Research Project: Towards Resilient Agricultural Systems to Enhance Water Availability, Quality, and Other Ecosystem Services under Changing Climate and Land Use

Location: Agroclimate and Natural Resources Research

Title: Beyond model metrics: The perils of calibrating hydrologic models

Author
item ACERO TRIANA, JUAN - University Of Illinois
item CHU, MARIA - University Of Illinois
item GUZMAN, JORGE - University Of Illinois
item Moriasi, Daniel
item Steiner, Jean

Submitted to: Journal of Hydrology
Publication Type: Peer Reviewed Journal
Publication Acceptance Date: 8/8/2019
Publication Date: 8/10/2019
Citation: Acero Triana, J.S., Chu, M.L., Guzman, J., Moriasi, D.N., Steiner, J.L. 2019. Beyond model metrics: The perils of calibrating hydrologic models. Journal of Hydrology. https://doi.org/10.1016/j.jhydrol.2019.124032.
DOI: https://doi.org/10.1016/j.jhydrol.2019.124032

Interpretive Summary: Hydrologic and water quality models have been used to quantify the impacts of climate variability, land use change, land management practices and conservation practices on soil and water resources. Since outputs from research modeling studies play a vital role in regulatory, planning, research, and decision-making activities, it is essential that these models be calibrated properly. The goal of this study was to develop a comprehensive calibration procedure for integrated surface-groundwater models. To illustrate this procedure, data from the Fort Cobb Reservoir Experimental Watershed (FCREW) located in Oklahoma, USA was used to calibrate the linked Soil and Water Assessment Tool (SWAT) and Modular Finite-difference Flow Model (MODLOW) model. The results indicated that the developed procedure, in which both the surface and groundwater model parameters are iteratively calibrated, provided a more realistic representation of the water balance at the FCREW using the linked SWAT-MODFLOW model. The calibration procedure developed in this study can serve as a general guideline for studies that encompass hydrologic modeling at both surface and subsurface domains.
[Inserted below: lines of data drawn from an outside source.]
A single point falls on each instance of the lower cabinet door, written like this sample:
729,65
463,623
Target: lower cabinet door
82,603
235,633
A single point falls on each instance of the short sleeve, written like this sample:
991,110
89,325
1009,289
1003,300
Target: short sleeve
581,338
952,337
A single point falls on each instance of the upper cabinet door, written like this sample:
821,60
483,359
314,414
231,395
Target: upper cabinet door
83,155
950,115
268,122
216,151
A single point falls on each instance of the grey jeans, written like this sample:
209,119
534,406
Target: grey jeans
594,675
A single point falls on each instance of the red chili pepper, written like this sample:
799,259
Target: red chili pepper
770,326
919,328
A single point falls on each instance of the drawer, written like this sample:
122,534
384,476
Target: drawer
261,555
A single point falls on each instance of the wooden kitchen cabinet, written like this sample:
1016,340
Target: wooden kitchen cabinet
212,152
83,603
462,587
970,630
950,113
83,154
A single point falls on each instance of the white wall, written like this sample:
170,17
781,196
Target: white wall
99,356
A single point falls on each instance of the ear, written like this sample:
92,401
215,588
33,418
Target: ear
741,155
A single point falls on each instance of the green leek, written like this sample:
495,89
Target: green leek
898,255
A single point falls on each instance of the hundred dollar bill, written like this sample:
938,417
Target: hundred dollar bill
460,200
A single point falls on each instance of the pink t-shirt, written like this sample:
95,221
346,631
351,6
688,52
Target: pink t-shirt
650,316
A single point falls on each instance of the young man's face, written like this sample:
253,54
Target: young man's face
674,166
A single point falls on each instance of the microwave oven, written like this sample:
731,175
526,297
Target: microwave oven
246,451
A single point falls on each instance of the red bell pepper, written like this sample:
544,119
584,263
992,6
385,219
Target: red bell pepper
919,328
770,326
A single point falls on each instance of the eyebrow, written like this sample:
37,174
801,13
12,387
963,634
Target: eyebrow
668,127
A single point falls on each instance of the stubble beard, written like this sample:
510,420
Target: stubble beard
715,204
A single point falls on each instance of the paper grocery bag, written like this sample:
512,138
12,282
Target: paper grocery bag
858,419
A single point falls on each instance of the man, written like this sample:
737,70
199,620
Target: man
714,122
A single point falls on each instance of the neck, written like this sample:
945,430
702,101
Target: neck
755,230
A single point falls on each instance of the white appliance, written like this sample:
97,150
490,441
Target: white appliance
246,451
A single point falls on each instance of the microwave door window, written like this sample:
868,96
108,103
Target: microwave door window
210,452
Technical Abstract: The multi-metric assessment of model performance in a dominantly single-domain modeling approach (i.e., surface) may not be sufficient to overcome equifinality and avoid a distorted representation of the hydrologic system. Consequently, rating metrics can mathematically validate model results as satisfactory even when some of the simulated hydrologic processes are wrongly represented during the calibration process. This study exemplifies the perils of calibrating a semi-distributed model in a single domain using the widely used model metrics such as the Nash-Sutcliffe coefficient (NSE), PBIAS, and RMSE. The coupled Soil and Water Assessment Tool (SWAT) and the Modular Finite-difference Flow Model (MODLOW) were used to represent the surface water - groundwater interactions in the Fort Cobb Reservoir Experimental Watershed (FCREW) located in Oklahoma, USA. The NSE was employed as the initial objective function to calibrate the SWAT model. An iterative approach was then employed to calibrate SWAT and MODFLOW to reduce equifinality and ensure the appropriate representativeness of the coupled systems. Our results showed that a validated SWAT model, or any other model parameterized using a single-domain approach, does not guarantee a realistic representation of groundwater recharge patterns nor the groundwater levels. This issue calls into question the real capability of models that are parameterized using a single domain to represent the hydrologic processes in an open system. Accordingly, a full calibration of two or more domains is strongly recommended in which the consistency and the margin of errors of model simulations must be iteratively verified. This approach is expected to reduce equifinality based on the acceptable goodness-of-fit metrics and will result in a more accurate representation of the hydrologic processes. The calibration procedure developed in this paper can serve as a general guideline for studies that encompass hydrologic modeling at both surface and subsurface domains.